2026-03-27
2025-12-30
2025-10-30
Manuscript received April 1, 2026; accepted April 16, 2026; published May 19, 2026.
Abstract—Due to advancements in generative Artificial Intelligence (AI), there is growing interest in using Large Language Models as conversational models in language learning. Although previous studies have shown the effectiveness of AI chatbots in accelerating second-language acquisition, most prior research focuses on English and other standard language varieties, with little attention given to Arabic dialects. This work-in-progress paper proposes the design of a custom Generative Pre-trained Transformer (GPT)-based learning system aimed at vocabulary acquisition and learner satisfaction in the Kuwaiti Arabic dialect, along with a proposed framework for evaluating the learning system. The custom GPT learning system will focus on conversational tasks centered on vocabulary learning, based on dialect-specific conversational tasks, and will provide interactive and context-specific vocabulary practice using the native language. The study adopts a design-based research approach that integrates instructional design principles with iterative system development, with the use of a mixed-methods evaluation framework. The study will be conducted on adult non-native women based in Kuwait who are learning Kuwaiti Arabic.

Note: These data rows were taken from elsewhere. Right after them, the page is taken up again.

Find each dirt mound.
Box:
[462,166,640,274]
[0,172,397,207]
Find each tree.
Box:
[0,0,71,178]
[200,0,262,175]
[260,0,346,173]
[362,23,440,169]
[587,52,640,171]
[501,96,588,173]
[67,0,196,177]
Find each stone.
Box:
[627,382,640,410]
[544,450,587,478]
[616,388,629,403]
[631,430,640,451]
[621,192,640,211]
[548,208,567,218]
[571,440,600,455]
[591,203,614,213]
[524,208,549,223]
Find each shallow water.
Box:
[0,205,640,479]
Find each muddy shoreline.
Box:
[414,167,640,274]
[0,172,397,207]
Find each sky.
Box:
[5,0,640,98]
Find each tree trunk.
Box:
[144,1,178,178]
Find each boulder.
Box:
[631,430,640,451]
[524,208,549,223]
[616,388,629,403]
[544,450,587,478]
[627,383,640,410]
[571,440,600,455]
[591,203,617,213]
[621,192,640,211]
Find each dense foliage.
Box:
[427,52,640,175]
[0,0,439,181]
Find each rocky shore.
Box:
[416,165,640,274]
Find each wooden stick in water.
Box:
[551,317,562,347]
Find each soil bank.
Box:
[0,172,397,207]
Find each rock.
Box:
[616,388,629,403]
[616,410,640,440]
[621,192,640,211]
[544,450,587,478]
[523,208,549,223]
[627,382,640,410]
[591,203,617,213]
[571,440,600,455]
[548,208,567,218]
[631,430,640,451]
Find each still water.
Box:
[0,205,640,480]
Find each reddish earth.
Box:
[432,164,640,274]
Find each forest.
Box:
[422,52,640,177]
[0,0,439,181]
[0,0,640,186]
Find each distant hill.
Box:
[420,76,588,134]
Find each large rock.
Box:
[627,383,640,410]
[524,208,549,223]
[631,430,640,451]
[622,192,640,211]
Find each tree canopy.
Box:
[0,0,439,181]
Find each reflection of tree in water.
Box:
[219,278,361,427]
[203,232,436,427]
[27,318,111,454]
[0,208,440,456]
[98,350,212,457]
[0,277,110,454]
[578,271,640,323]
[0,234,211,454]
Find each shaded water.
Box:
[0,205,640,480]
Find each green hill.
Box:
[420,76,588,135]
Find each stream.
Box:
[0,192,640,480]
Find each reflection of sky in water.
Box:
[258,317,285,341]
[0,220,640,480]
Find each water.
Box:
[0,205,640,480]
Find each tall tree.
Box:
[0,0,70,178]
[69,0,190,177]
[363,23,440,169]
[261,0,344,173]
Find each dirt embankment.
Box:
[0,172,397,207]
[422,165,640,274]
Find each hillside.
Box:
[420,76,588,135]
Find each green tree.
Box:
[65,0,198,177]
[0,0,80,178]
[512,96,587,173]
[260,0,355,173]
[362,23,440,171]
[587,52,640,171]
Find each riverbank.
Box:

Data collection will include vocabulary assessments, learner satisfaction surveys, semi-structured interviews, and platform usage analytics. The research aims to analyze and evaluate learning impacts, along with students’ perceptions of learning environments that utilize artificial intelligence. By addressing the underrepresentation of Arabic dialects in AI-assisted language learning studies, this study aims to provide design insights and guidelines for GAI language learning that is culturally responsive.